Tuesday

Montalcino and Pienza [10-1-09]

Okay, no more fooling around. It’s time to go for the gold. On this bright, cool Thursday morning, Romeo picked us up and we rocketed through the mountains to perhaps the most famous of all Italian wine-making towns … Montalcino (“mohn-tal-CHEE-noh”). Here is where the Sangiovese grape rules like an archduke of wines.

For years after World War II the Italian nation was it ruins. As the allies pushed the Germans ever northward with brutal battles and bombings, the collateral damage to Italian towns, and people, was devastating. What does that have to do with wine? A lot. With their post-war infrastructure in shambles, people were simply trying to find enough food to live on while they rebuilt their homes and towns. Picking up the pieces. The art of fine wine making necessarily took a back seat. Eventually, as towns rebuilt and people found productive jobs, things slowly began to return to normal, which allowed for the timid revival of wine production. The volumes increased, but the “art,” the fineness of the wines of central Italy, was still lacking, the same way Japanese cars were a joke in the 1960’s. I can remember in the 1960’s and 1970’s, even the word “Chianti” was a kind of code for drinkable, but not at all “good” wine -- while the wicker covered bottles became gaudy, wax-coated candle holders in every Italian restaurant in America.
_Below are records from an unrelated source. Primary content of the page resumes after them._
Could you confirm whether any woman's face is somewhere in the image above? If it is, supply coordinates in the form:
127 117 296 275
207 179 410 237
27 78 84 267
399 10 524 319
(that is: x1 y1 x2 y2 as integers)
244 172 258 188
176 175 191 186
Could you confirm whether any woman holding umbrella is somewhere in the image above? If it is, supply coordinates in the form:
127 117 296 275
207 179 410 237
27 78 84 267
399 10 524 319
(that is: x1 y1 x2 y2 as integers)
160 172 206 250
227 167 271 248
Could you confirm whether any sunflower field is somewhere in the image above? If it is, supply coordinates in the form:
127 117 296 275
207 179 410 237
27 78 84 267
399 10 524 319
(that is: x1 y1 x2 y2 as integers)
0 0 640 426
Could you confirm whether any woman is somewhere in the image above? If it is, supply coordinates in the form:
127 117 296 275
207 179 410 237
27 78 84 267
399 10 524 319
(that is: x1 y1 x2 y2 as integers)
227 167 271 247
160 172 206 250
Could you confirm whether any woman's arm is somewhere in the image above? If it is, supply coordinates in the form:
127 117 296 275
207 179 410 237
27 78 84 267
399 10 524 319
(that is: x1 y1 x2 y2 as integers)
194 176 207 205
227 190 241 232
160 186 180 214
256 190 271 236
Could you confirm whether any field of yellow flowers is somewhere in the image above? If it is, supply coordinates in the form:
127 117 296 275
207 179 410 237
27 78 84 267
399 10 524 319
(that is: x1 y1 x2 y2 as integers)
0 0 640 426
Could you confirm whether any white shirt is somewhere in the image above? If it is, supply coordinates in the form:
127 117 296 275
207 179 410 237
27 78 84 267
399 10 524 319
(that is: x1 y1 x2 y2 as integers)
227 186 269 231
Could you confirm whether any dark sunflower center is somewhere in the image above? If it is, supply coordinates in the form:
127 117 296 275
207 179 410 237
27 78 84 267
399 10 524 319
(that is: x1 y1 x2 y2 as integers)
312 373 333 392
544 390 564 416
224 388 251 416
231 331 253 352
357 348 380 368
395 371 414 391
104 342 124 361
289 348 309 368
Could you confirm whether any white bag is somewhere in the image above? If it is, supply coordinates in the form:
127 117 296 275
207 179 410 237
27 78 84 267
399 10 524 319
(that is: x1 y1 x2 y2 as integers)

Then in 2001 a huge spotlight was focused on the small hill town of Montalcino in central Tuscany, when Wine Spectator (the international publication that rates all major wines) announced that the newly released 1997 Brunello di Montalcino was, literally, the best red wine in the world – beating out the usually dominant French reds which the world had come to accept as the standard by which all other wines were measured. Not so any more. The lively complexity, depth of color, mouth feel, broadly nuanced Brunello di Montalcino had won the grand prize from the best wine tasters on the planet. Everyone who dealt in wine would have to rethink the stature of Italy as master wine maker.

Little Montalcino! Suddenly people began talking, once again, about Italian wines. What had happened? The old candlestick-bottle Chianti had suddenly become Chianti Classico, also winning new collectors and awards, and in demand everywhere. Then new mixes of Sangiovese and other Italian grapes began winning acclaim as the “Super-Tuscans.” You might say the lexicon of wine making had changed to include these new giants. More importantly, the art of making fine wines had been recovered in Italy, in the same way Brunalleschi recovered the art and craft of making a great dome (his, the Duomo of Florence) after being lost to the world of architecture for a thousand years.

Romeo took us to the La Fortuna winery just below the city of Montalcino, where the grapes were now off the vines and the massive process of turning their juice into wine was well underway in huge stainless steel vats of roiling red. Again the wine making family was happy to see Romeo and treated him like a cousin. They wanted us to try their “mosto” (known as “must” in English) – the grape juice as it exists in the early days after being forced from the skins of the grapes. It was like drinking a lollypop - - heavenly! The fact was explained that once the juice is removed from the skins, it is separated from what will eventually make it a Brunello. The SKINS are where the flavors begin. These large vats had tons of skins floating on the surface above the denser grape juice below, and the process underway was power-siphoning the “mosto” from a bottom port and redelivering it to the top so it could, over and over again, shower and pass through the grape skins, eventually stripping them of their flavors and color. I bought a bottle of the La Fortuna Brunello for the equivalent of $30 U.S. – a bottle that will cost up to $150 in about 4 years when it’s released to the market en masse. In the meantime, once finished in oak barrels and properly balanced and bottled, it will “sleep” in the cool La Fortuna cellars. They quietly let us see where the 2008 is now sleeping, and the 2007 and 2006 – massive cages filled with stacks of dark, unlabeled bottles lying on their sides, awaiting their day of liberation. We didn’t want to wake them.

Pienza was our afternoon stop, not far to the east from Montalcino. Pienza is known as “the perfect Tuscan hill town,” not just because the locals like to think of it that way, but because Pope Pius II spent a huge chunk of church money on making it that way. It had been his childhood home, and I guess he had a vision from God on how to give it a long needed makeover so all those other hill towns that surround it would no longer look down their noses. He did well. Pienza today is like a Tuscan hill town designed by Walt Disney Studios. Cute as a bug in every nook and cranny. Its product is cheese … pecorino cheese to be exact. Made of sheep milk, this world famous cheese was originally the product of the sheep farms of Sardinia. After World War II, many of those shepherd families moved, with their herds, to the mainland of Italy, settling in southern and central Tuscany. The fine art of pecorino cheese making was their gift to their mainland Italian cousins.

Pecorino comes in three ages or levels of maturity, from “fresco” to “stagionato” (aged). I bought a one-kilo wheel of the stagionato, which Romeo’s favorite cheese vendor in Pienza was happy to vacuum pack for the long trip back to the states. No refrigeration required. It’s not a “smelly” cheese at all, but the vacuum wrap will help confine it. If you saw this round wheel of cheese on the side of the road, you’d think nothing of it. It looks like a dirty, blackened rock. That’s because the Pienza stagionato is aged in layers of dried chestnut leaves mixed with the black ash of burned chestnut leaves. When eating it with slices of pear and a good Brunello, pecorino staggionato taste sort of like … chestnuts!